同じく、荒い息遣いと蕩けた眼差しを向けながら、それでも確かな声色でドグマが答えた。
「口付けは、契りの儀式です。儀式によって、血液の情報を読み取り、理解して貰うこと。……それが、〝血の契約〟」
ふふ、と異様に大人びた、エロティックな微笑みを浮かべて、
「こんなに、……気持ちが良いとは、思っていませんでしたが」
政は、無理矢理息を吸って、酸素を脳内に循環させた。流石に悪ふざけでは済まされない状況だ。何より、男として余りにも情けない。
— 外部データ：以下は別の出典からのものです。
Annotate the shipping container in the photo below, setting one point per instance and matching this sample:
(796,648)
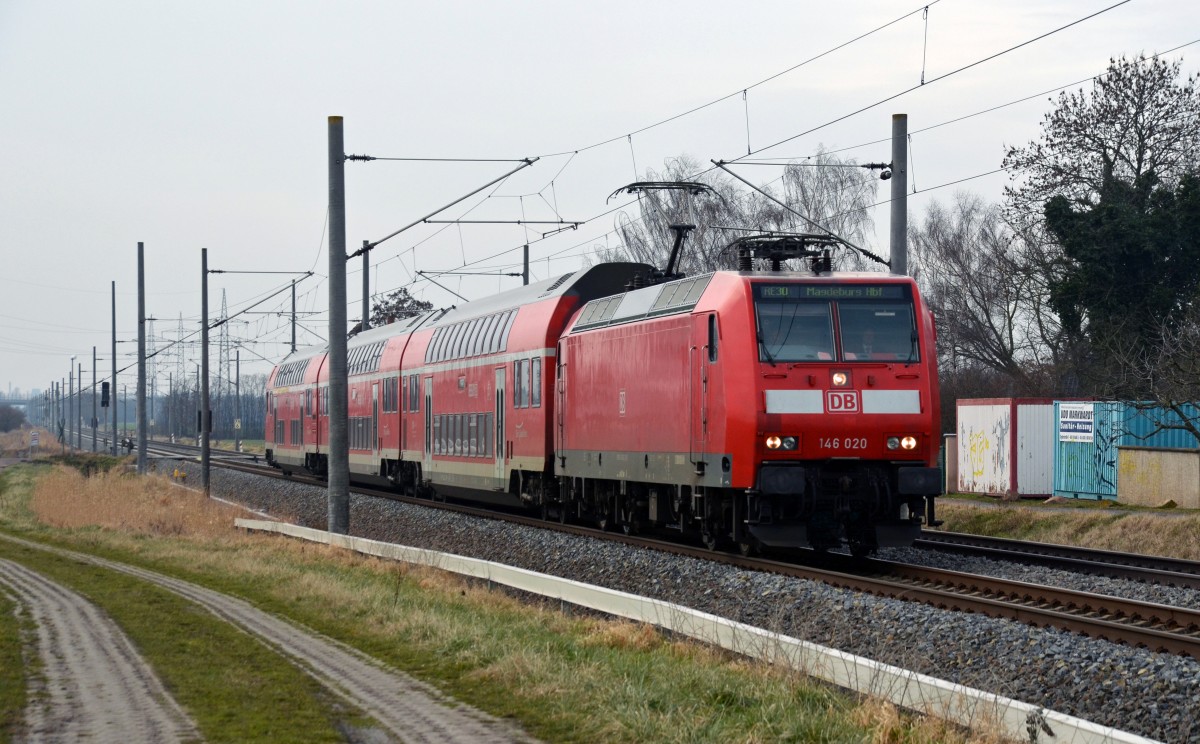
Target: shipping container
(1151,477)
(1005,447)
(1087,437)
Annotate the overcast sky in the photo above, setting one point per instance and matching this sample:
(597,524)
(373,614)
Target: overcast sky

「キ、キミは、何をしたか、分かってるのか? 情けない話だけど、オレ、ファーストキスだぞ!? そ、それがいきなり、ディープ……」
「ワタシも初めてですよ?」
「じゃあ、なおさらだろぉ――――っ!!」
口角を引き攣らせて、怒鳴ると、ドグマはむっと頬を膨らませて、
「政も、求めてきたじゃないですか。あんなに激しく」
「何で、オレに非があるように言うんだ! キミも少しは貞操感を持ってくれ! 好きでもない男と初めてのキスを……」
「好きでもない人と、しないですよ」
ドグマの表情が本当に不服そうで、言葉を失った。加えて、彼女の台詞が意味することを考えて、思考が固まる。
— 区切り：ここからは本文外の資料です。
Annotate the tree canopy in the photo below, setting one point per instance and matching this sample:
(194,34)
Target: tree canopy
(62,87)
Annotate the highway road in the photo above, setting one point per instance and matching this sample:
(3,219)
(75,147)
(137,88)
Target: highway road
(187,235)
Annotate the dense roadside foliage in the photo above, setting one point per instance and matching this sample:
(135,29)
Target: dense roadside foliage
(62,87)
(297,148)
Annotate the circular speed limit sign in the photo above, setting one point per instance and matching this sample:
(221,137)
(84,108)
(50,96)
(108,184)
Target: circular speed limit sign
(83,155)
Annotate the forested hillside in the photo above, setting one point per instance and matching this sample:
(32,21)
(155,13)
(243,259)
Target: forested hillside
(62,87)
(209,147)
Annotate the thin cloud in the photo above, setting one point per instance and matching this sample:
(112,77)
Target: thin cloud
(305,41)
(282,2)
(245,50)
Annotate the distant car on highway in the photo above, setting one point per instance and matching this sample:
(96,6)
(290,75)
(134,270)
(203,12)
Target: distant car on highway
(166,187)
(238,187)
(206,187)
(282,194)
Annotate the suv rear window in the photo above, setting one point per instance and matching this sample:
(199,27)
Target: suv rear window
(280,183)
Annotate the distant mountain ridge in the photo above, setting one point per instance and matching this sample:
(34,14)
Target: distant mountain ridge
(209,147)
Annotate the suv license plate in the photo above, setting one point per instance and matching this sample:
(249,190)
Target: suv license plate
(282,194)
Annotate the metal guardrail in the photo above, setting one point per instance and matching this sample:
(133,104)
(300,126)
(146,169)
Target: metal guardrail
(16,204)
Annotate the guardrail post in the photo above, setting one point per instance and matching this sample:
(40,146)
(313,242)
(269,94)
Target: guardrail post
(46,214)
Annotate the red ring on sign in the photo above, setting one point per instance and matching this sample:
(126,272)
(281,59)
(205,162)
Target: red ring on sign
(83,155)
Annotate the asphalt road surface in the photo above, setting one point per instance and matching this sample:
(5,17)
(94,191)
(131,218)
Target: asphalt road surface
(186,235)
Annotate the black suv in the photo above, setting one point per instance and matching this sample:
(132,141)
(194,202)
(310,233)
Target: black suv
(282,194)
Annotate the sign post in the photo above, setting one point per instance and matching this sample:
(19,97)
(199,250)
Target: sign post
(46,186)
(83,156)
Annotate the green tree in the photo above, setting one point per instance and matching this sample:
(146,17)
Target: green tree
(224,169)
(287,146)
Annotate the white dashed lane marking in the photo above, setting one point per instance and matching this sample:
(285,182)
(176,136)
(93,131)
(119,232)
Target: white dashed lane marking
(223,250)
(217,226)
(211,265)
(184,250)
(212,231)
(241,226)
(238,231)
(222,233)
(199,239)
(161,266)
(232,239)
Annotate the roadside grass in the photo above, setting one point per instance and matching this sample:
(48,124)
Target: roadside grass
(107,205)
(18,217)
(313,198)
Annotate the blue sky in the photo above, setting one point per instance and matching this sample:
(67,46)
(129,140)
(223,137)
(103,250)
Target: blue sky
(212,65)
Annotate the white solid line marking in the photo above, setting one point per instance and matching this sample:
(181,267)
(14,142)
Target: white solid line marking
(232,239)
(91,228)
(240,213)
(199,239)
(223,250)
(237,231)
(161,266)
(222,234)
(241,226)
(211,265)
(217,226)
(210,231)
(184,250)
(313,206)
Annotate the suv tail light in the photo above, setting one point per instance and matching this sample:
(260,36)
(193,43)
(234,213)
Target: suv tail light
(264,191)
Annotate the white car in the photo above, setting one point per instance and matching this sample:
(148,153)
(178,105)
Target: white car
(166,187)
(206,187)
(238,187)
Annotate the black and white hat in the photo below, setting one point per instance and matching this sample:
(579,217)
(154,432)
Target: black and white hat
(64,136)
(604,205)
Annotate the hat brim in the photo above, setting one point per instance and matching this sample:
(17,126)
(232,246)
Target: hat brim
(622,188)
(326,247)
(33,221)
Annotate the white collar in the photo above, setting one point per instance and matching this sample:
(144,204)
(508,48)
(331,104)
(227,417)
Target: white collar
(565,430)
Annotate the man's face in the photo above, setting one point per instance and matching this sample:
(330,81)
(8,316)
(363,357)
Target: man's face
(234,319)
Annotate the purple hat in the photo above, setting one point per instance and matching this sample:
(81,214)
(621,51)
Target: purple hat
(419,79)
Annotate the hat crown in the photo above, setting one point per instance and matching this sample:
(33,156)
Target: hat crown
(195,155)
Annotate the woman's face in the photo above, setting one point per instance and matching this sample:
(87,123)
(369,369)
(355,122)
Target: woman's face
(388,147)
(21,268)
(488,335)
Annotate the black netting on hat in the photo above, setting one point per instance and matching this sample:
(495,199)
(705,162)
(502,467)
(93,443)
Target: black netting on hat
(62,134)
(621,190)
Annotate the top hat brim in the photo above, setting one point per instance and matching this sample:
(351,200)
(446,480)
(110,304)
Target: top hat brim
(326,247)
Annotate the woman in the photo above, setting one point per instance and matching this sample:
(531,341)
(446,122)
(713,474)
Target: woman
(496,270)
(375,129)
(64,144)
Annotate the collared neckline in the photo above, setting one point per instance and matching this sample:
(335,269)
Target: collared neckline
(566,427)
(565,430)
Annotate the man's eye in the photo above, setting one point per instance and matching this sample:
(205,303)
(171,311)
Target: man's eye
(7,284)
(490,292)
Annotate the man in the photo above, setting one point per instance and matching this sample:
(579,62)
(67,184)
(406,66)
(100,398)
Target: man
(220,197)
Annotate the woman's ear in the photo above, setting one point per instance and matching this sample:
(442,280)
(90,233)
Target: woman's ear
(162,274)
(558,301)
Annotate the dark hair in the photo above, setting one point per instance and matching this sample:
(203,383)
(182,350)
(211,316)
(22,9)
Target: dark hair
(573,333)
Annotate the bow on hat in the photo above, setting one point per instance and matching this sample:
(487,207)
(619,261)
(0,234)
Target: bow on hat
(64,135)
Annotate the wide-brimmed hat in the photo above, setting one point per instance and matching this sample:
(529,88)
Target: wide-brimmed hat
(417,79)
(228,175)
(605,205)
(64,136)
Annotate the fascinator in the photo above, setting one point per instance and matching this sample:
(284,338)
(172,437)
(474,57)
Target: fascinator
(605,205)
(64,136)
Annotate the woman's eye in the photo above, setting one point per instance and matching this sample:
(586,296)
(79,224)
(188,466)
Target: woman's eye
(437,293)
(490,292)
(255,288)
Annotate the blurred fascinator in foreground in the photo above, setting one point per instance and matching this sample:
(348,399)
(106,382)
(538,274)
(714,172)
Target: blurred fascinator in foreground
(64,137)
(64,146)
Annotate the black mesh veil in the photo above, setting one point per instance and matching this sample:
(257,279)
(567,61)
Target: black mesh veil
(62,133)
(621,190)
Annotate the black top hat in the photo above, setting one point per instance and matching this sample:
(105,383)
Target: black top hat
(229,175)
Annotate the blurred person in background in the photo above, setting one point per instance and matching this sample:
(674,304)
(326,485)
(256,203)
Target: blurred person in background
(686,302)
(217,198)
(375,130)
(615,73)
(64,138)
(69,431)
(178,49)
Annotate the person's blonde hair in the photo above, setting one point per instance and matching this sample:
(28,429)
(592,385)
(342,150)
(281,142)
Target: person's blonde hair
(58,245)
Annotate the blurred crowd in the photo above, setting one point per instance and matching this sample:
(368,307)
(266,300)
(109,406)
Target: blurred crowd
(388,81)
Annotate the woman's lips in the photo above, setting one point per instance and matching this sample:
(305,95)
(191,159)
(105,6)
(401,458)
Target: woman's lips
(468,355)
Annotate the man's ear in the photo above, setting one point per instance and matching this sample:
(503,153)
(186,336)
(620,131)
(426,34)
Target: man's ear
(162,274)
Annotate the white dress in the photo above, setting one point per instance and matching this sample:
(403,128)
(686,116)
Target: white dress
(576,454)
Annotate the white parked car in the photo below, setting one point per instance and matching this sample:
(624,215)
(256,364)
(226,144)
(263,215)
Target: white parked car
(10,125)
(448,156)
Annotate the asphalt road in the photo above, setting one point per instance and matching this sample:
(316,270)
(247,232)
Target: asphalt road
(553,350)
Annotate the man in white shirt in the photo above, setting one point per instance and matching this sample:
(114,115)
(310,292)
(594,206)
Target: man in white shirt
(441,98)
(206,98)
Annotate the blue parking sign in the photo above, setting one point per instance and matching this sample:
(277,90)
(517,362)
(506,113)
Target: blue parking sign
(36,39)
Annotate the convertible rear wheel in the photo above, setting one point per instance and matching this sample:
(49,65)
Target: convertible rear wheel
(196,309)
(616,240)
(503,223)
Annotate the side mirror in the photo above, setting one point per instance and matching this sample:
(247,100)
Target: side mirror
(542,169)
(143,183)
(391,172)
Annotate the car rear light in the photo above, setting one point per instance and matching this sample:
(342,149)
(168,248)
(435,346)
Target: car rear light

まるで、まだ気付かないんですか? と訴えるように、緋色の瞳が見詰めていた。
「な……、そ、そんな、冗談だろ? オレとキミとは、出会ってから――」
「運命の人との出会いは、唐突で、そこに時間など関係ないのですよ? 政?」
馬鹿な。これではまるで、B級の恋愛小説じゃないか。まさか、そんな都合の良い話が現実に、
「信じて貰えませんか? だったら、何度でも繰り返します。一〇〇回でも、二〇〇回でも、三〇〇回でも。政が信じてくれるまで、――好きだと」
それでも、ドグマは告げた。さも当たり前のように。
「これから、いくら時間が掛かろうと、政が〝好きだ〟と言ってくれるまで。ワタシの思いを信じてくれるまで。ワタシは好きだと伝え続けます。覚悟してくださいね?」
まるで、目標を見付けた挑戦者のような、活き活きとした表情で、ドグマが言う。
だが、心臓の音が邪魔をしたのか、それとも、思考回路が焼き切れたのか、彼女の言葉の意味が、理解できなかった。